A look of relief passes over her face. “Good, because they make me sad.”
“Just one,” I say, which earns me a frown. “But it’s a battlefield. And you don’t have to go if you don’t want to.”
“No, I’ll go. I can tell it’s important to you.” She squeezes my forearm. “Anyway, where is this place and when are we going there?”
“Outside Berwick. A site called Halidon Hill. And it won’t be until the tail end of our trip. There’s a retired Presbyterian pastor out that way who promised to look into some things for me.”
“Like what?”
I don’t answer immediately. Claire has never shown an interest in genealogy or history before. Normally, she’d switch the subject, so the fact that she’s even asked is a shocker.
“Well, there’s a William Sinclair here, see?” I point to the name. “It says he was born in 1334, but I can’t figure out who his father or mother were. There’s another William Sinclair I found, but he died a few years earlier, so he couldn’t have been
this
William’s father. Maybe he had a brother and that brother named his son after him? It’s all so confusing, but I’m curious who these people were.”
“So this is why you wanted to come to Scotland, huh? To chase ghosts. Here I thought it was for the romance.” She winks at me and I smile back. “What does all this have to do with this Halidon Hill, anyway?”
“I think some of my ancestors may have died there. In fact, I’m sure of it. At any rate, it was a big battle. Huge. Tens of thousands of casualties that day, almost all Scottish. Can you imagine? The entire male line of families wiped out in just a few hours? A lot of people say it didn’t have to happen. That it could have been prevented. You see, Berwick was under siege by Edward Balliol, who’d laid claim to the Scottish throne, and the King of England, Edward III. Sir Archibald Douglas, who was the Guardian of Scotland, came to the town’s defense, but it was all too little, too late.”
Claire mouths an ‘Oh’. Her eyes are taking on that same glazed over look I give her whenever she comes home talking about a disgusting case of tooth decay in a Mountain Dew addict. I can’t help myself, though. I’ve spent hundreds of hours online the past year and I find it exhilarating, like a detective following leads in a murder investigation. Luckily for her, Claire is spared further details when the train’s velocity begins to slow and a white sign with black lettering speeds by just outside our window: Ft. William.
After a filling dinner and an overnight stop in Fort William — where Claire wears me out by ducking into every shop on High Street — we’re off again. A perilous ride on the steam train takes us to Mallaig and from there we hop a ferry to Skye. Our B&B host on the island, a bent-spined lady with a blue bouffant hairdo, raves about the stables near the shore that offer pony trekking.
Claire turns those doe-like brown eyes on me, her lower lip jutting. “Can we?”
“One word: hives.”
“Oh yeah, I forgot.”
“Just be glad I’m not allergic to dogs.”
She wrinkles her nose at me. “If you were, I’d keep the dog and kick you out.”
NOT SO LONG AGO
Balfour, Indiana — 1996
“R
oslin!”
I startle awake, shivering with sweat. Several minutes pass before my heart calms.
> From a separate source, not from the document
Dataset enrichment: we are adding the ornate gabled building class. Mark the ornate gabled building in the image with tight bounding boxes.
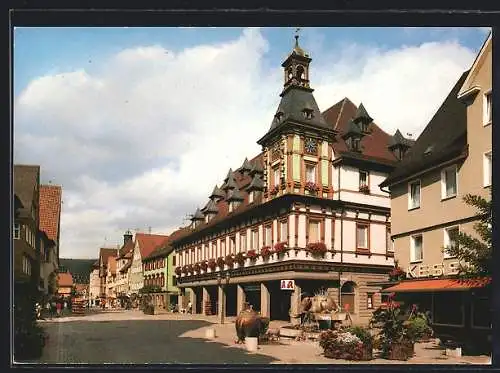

Watery sunlight filters through threadbare curtains. Yawning, I stretch my arms, grab my glasses off the nightstand and stare at the bright red numbers on my radio alarm: 7:02 a.m. I kick the sheets off and pad to the bathroom. Five minutes later, I’m dressed in cut-off shorts and a striped polo. It’s too hot for shoes. I’d go shirtless if my mom wouldn’t screech at me to put a shirt on.
Still barefooted, I sneak down carpeted stairs to the kitchen. Tilting the sugar container, I scoop out three spoonfuls, sprinkling each one over my bowl of Kix cereal. Then, hunching over my breakfast at the table, my mouth pressed to the rim of the bowl, I shovel down the sweet goodness and wait for the jolt of energy to enter my bloodstream.